Par ailleurs, la Côte d’Ivoire a connu de nombreux conflits sociopolitiques et intercommunautaires aux caractéristiques et d’intensités variables. Mais, les dernières crises préélectorales et postélectorales de 2010 ont ravivé les tensions ethniques sous-jacentes. Les efforts déjà fournis pour la cohésion sociale, soutenus par les partenaires nationaux et internationaux ces vingt dernières années, sont aujourd’hui mis en mal. Ce contexte de tension et conflit au plan national se traduit aussi dans les rapports intercommunautaires tant en milieu urbain qu’en milieu rural (Ekian et Karamoko ; Broohm). C’est ainsi, qu’a éclaté à M’batto, un conflit opposant les autochtones Agni aux migrants en février 2010 et novembre 2020.

En outre, le souvenir des récents épisodes conflictuels 1999 ; 2002-2007, 2010-2011, 2020 a intensifié la polarisation des partis politiques augmentant ainsi les risques des affrontements entre les différentes communautés. C’est dans ce contexte que des actions ont inclut des initiatives de consolidation de la cohésion sociale, c’est-à-dire la facilitation des relations entre les différentes communautés et les acteurs politiques ivoiriens. Ces initiatives sont : la sensibilisation, l’information et un appui extérieur continu approprié pour renforcer la cohésion sociale.

Au plan local, les enjeux liés à la cohésion sociale et à l’intégration sont perceptibles au niveau intergénérationnel, démographique, politique, économique et socioculturel. Ainsi, l’intégration des nouveaux « arrivants » et les liens avec la communauté locale sont un défi dans tous les villages et villes de la Côte d’Ivoire, où souvent les institutions coutumières sont fortement représentées. Ces coutumes sont riches d’enseignements utiles à la compréhension des pratiques qui ont donné lieu à l’éclosion des sociétés dans lesquelles les conflits sont plus ou moins latents (Ekian). La stabilité des sociétés coutumières sont garanties par des institutions, des pratiques et des rites qui assuraient le règlement pacifique des conflits: la famille restreinte, noyau central pour l’éducation à la tolérance quotidiennement dispensée à travers les contes et proverbes; la famille élargie, assurant les liens d’identité et de reconnaissance par le maintien d’un système de solidarité étendue; le clan ou la tribu, structuré suivant des relations hiérarchisées garantissant la stabilité sociale et la cohésion de tous les membres.
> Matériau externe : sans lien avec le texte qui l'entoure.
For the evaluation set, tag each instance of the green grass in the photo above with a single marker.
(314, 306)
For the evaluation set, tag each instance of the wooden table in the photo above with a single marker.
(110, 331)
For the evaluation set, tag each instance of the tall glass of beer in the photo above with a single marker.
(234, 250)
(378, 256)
Dans un tel contexte, cette étude se fonde sur les injonctions et les interdictions de mobilisation des instances de régulation étatiques de gestion de conflits par les villages de la commune. Ces injonctions et interdictions sont éditées par l’autorité coutumière, malgré que celle-ci soit un auxiliaire de l’administration. En effet, ces injonctions et interdictions constituent une ressource socialement partagée par les membres desdits villages sous formes d’injonctions et d’interdictions. Ces injonctions sont entre autres en cas de différends se référer à l’instance de régulation villageoise ; respecter les procédures en vigueur au sein de l’instance de régulation villageoise ; se référer en premier lieu à la famille en cas de conflit,  en deuxième lieu au chef du village, se référer en troisième lieu au chef de tribu ; avoir l’autorisation du chef du village ou de tribu avant toute sollicitation des instances de régulation officielles ; amende obligatoire prévue contre les protagonistes ne respectant pas les prédispositions disciplinaires de la cour coutumière. En outre, il est interdit de se référer directement aux instances de régulation officielles, de refus du verdict rendu par l’instance de régulation villageoise.
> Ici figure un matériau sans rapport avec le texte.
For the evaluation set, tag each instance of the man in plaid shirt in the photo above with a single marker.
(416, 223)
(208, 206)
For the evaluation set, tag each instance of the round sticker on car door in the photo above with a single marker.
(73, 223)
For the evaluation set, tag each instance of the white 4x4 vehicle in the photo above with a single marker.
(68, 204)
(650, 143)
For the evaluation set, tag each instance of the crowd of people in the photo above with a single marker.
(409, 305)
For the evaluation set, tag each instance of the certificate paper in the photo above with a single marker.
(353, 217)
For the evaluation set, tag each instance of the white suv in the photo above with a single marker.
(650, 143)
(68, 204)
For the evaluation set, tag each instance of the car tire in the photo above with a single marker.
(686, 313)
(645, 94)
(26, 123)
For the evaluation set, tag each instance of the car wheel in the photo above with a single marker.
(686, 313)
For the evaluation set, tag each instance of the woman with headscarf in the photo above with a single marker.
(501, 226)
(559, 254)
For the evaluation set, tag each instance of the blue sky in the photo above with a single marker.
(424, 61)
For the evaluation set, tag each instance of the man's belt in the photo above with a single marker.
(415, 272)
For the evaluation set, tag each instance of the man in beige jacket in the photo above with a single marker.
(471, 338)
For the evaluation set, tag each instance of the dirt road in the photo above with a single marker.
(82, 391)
Cependant, selon loi n°2014-428 du 14 juillet 2014 portant statut des rois et chefs traditionnels en Côte d’Ivoire, les autorités coutumières ou locales constituées les auxiliaires de l’administration. Alors, quels sont les déterminants sociaux de la mobilisation limitée des instances officielles de régulation de conflits dans la commune M’batto ? Quelles sont les pratiques et les représentations sociales associées à cette réalité sociale ? Quel est le cadre relationnel dans lequel s’inscrit cette pratique sociale ?

Par ailleurs, l’intérêt pour cette présente étude est de contribuer à l’avancement des connaissances sur l’appropriation de la gestion des conflits en Côte d’Ivoire. Ainsi, il s’agit d’analyser les mécanismes de légitimation associés à l’appropriation de la gestion des conflits dans la commune de M’batto. Notamment, de décrire les pratiques et représentations sociales régissant l’espace social et d’analyser les facteurs sociaux qui rendent compte de cette réalité sociale.
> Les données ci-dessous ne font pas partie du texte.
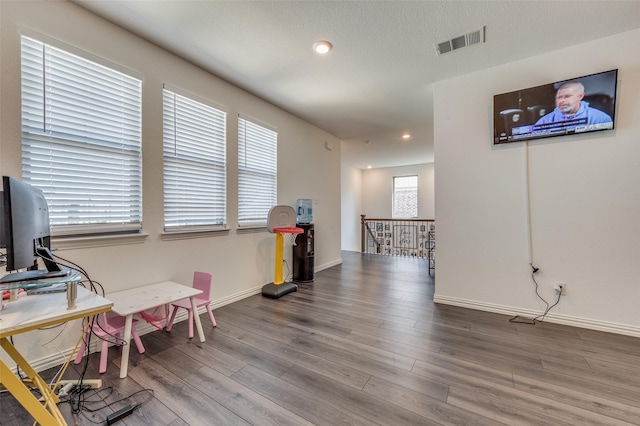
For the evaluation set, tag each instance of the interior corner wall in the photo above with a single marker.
(240, 262)
(377, 190)
(351, 187)
(584, 197)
  1. Méthodologie de l’étude

L’étude s’intéresse aux instances de régulation en général, notamment celles des villages d’Assoumoukro, Ahounan, Akpibo, Assié-akpessé, Diékadjokro et N’gramassabo. Le choix de ces villages ne repose pas sur la base de la représentativité statistique des conflits, mais plutôt sur la base du nombre et de la qualité des acteurs sanctionnés et amendés suite à la mobilisation des instances de régulation officielles de conflits. 

Les données de cette étude sont issues de l’observation, des entretiens individuels et la recherche documentaire. Ces entretiens ont été réalisés dans l’ensemble des villages susmentionnés de ladite commune.  Sur la base de l’échantillonnage par choix raisonné, les personnes interviewées sont entre autres les autorités coutumières des deux localités (1 chef de tribu, 3 chefs de village, 4 notables), 3 autochtones par village, 3 allochtones et 3 allogènes par village, le Secrétaire général de préfecture, le Sous-préfet, le Maire de M’batto et les acteurs judiciaires. Les thématiques abordées au cours de ces entretiens semi-directifs sont : les rites d’appropriation de la gestion de conflits ; les sanctions et peines encourues en cas de mobilisation des instances étatique de régulation de conflits, les mécanismes sociaux d’appropriation, les représentations sociales associées à l’appropriation de la gestion de conflits.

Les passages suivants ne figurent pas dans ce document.